Dr. Razavian is an assistant professor in the Departments of Population Health and Radiology and a member of NYU Langone’s Center for Healthcare Innovation and Delivery Sciences and its Predictive Analytics Unit. Her lab focuses on various applications of machine learning and artificial intelligence for medicine with a clinical translation outlook, and they work with medical images, clinical notes, and electronic health records. Before joining NYU Langone, she was a postdoc at CILVR Lab at NYU Courant Institute of Mathematical Sciences. She received her PhD at Carnegie Mellon University in the computational biology group.


Karandeep Singh, MD, MMSc

Dr. Singh is an assistant professor of learning health sciences, internal medicine, urology, and information at the University of Michigan. He is a nephrologist with a background in biomedical informatics who uses machine learning methods to model electronic health record and registry data in support of a learning health system. He directs the Machine Learning for Learning Health Systems Lab, which focuses on using machine learning and biomedical informatics methods to understand and improve health at scale.

His research spans multiple clinical domains including nephrology, urology, emergency medicine, obstetrics, and ophthalmology. He is the associate workgroup director for the university’s Precision Health Implementation Workgroup, which supports the implementation of campus-wide scientific discoveries into patient care.
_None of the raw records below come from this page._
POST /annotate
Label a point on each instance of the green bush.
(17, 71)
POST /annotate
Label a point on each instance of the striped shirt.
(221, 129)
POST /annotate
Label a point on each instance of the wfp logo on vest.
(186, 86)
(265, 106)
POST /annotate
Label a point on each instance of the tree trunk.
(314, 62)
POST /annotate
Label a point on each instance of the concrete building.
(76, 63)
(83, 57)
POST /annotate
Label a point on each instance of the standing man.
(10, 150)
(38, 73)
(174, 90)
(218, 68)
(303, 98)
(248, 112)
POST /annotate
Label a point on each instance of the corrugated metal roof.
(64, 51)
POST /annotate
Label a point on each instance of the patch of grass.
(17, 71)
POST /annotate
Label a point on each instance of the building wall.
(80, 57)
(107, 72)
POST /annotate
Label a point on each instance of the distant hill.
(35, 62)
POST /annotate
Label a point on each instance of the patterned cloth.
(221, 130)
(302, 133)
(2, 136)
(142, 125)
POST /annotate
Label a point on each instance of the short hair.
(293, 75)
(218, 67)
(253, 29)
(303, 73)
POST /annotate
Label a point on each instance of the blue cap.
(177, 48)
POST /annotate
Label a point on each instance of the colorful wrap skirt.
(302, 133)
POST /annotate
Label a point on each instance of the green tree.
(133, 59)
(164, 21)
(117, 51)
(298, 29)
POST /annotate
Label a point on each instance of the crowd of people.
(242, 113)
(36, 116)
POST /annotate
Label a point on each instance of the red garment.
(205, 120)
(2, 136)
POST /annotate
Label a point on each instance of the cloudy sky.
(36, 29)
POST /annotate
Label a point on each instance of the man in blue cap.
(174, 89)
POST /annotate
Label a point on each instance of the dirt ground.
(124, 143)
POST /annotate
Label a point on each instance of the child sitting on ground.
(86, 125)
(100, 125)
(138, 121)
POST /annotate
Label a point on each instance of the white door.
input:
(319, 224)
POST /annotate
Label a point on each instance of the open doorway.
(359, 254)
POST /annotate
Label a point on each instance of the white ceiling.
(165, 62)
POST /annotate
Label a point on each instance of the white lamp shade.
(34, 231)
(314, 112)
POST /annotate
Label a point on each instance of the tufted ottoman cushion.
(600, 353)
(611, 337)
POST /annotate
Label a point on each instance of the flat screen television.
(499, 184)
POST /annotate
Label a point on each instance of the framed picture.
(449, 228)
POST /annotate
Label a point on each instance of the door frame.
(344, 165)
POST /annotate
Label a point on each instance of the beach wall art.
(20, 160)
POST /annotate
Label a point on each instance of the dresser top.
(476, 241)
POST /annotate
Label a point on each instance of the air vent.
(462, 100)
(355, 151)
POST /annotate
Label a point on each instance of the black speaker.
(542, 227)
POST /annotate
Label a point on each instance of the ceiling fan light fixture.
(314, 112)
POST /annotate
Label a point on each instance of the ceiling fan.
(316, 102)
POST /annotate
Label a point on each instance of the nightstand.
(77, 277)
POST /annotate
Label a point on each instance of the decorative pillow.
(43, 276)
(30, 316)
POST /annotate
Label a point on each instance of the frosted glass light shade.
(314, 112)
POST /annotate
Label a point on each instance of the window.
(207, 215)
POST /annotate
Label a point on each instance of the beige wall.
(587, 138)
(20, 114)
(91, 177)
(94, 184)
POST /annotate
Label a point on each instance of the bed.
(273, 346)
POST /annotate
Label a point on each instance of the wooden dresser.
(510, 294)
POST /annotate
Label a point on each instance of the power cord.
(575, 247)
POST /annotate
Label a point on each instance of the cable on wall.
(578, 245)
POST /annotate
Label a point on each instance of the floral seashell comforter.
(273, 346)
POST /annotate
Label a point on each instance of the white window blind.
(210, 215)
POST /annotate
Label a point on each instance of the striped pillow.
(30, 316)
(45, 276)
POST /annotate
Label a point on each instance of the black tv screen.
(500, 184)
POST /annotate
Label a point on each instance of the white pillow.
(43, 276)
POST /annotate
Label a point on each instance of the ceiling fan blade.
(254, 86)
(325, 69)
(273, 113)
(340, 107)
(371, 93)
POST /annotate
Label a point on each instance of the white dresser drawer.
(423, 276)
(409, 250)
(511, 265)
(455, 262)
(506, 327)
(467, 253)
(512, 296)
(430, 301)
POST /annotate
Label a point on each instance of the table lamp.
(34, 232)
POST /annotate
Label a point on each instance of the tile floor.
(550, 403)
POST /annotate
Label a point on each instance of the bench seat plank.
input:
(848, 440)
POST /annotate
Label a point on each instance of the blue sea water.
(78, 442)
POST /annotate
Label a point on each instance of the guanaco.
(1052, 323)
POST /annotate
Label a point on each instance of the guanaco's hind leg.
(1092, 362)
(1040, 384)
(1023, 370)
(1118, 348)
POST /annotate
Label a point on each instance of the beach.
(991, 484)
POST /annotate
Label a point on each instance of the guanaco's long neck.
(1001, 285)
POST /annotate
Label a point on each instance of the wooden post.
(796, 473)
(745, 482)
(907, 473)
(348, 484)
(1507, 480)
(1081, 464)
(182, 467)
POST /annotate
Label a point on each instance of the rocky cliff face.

He chairs the Michigan Medicine Clinical Intelligence Committee, which oversees the implementation of machine learning models across the health system. He teaches a health data science course for graduate and doctoral students. He completed his internal medicine residency at UCLA Medical Center, where he served as chief resident, and a nephrology fellowship at Brigham and Women’s Hospital/Massachusetts General Hospital. He completed his medical education at the University of Michigan Medical School and holds a master’s degree in medical sciences in biomedical informatics from Harvard Medical School. He is board-certified in internal medicine, nephrology, and clinical informatics.